André Hoerning, Department of Pediatrics II, Pediatric Nephrology, Gastroenterology, Endocrinology and Transplant Medicine, Children’s Hospital, University of Duisburg-Essen, Hufelandstrasse 55, 45122 Essen, Germany
Tel.: +49 201 723 3350
Fax: +49 201 723 5394
E-mail: a.hoerning@gmx.de

Abstract

Hoerning A, Kalkavan H, Rehme C, Menke J, Worm K, Garritsen HSP, Büscher R, Hoyer PF. Quantitative real-time ARMS-qPCR for mitochondrial DNA enables accurate detection of microchimerism in renal transplant recipients.
Pediatr Transplantation 2011: 15: 809–818. © 2011 John Wiley & Sons A/S.

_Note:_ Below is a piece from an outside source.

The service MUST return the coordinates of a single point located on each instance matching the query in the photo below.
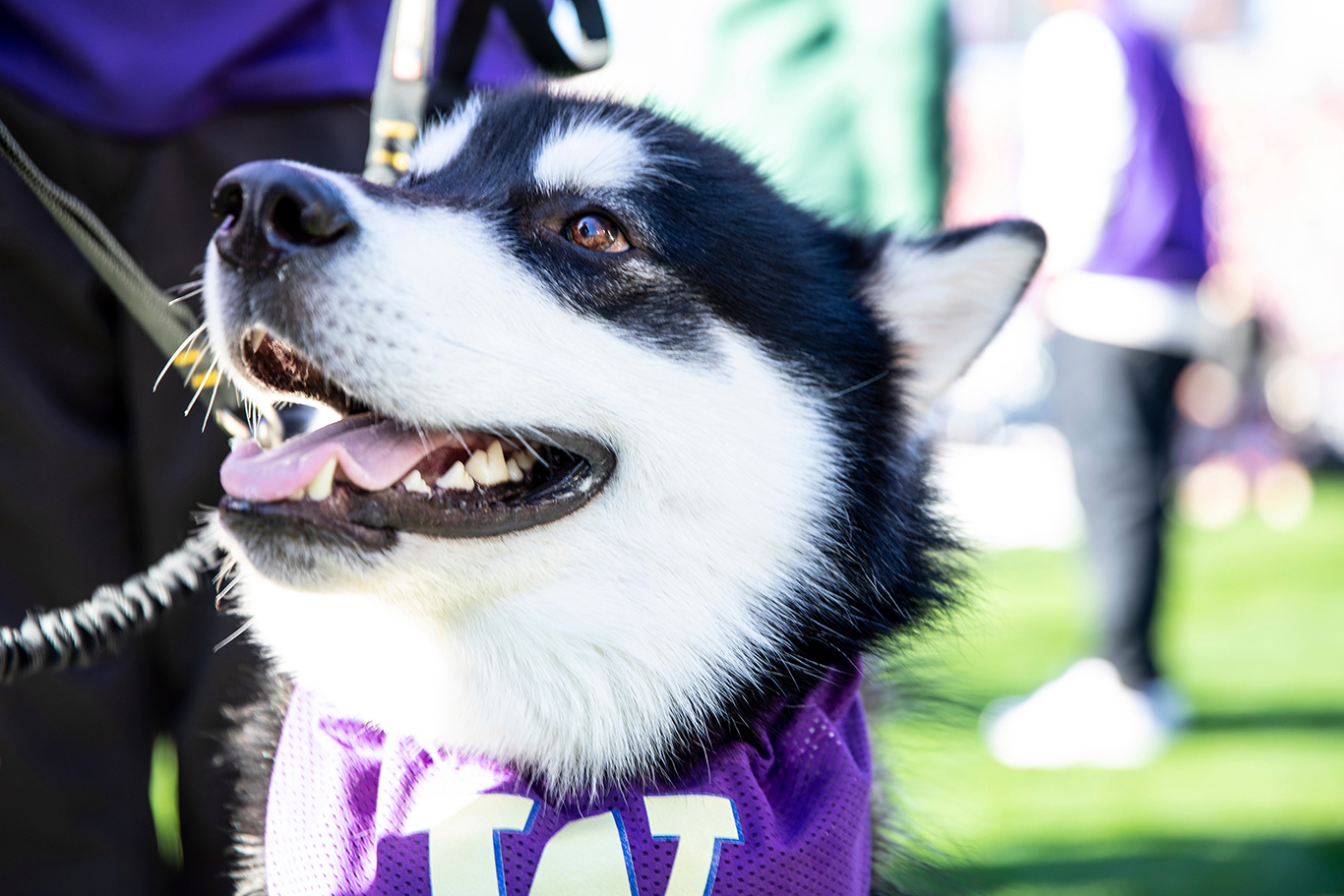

Abstract:  The presence of microchimerism in peripheral blood of solid organ transplant recipients has been postulated to be beneficial for allograft acceptance. Kinetics of donor cell trafficking and accumulation in pediatric allograft recipients are largely unknown. In this study, we implemented SNPs of the HVRs I and II of mitochondrial DNA to serve as molecular genetic markers to detect donor-specific cell chimerism after pediatric renal transplantation. Serial dilution of artificial chimeric DNA samples showed a linear correlation coefficient of R > 0.98 and a detection sensitivity of 0.01% with high reproducibility. Longitudinal semiquantitative analysis of donor-specific SNPs was then performed in peripheral blood mononuclear cells samples up to two yr post-transplant. Quantity of donor-specific cell chimerism in peripheral blood was highest in the early post-transplant period reaching values of ∼10% after liver–kidney and 2.8% after renal transplantation. From one wk after transplantation, renal transplant patients exhibited an amount of donor-specific mtDNA ranging from 0.01% to 0.1%. We developed a highly accurate, sensitive, and rapid real-time quantitative PCR method using sequence-specific primers and fluorescent hydrolysis probes for the detection of at least 0.01% donor-specific cells in the recipient’s peripheral blood after renal transplantation.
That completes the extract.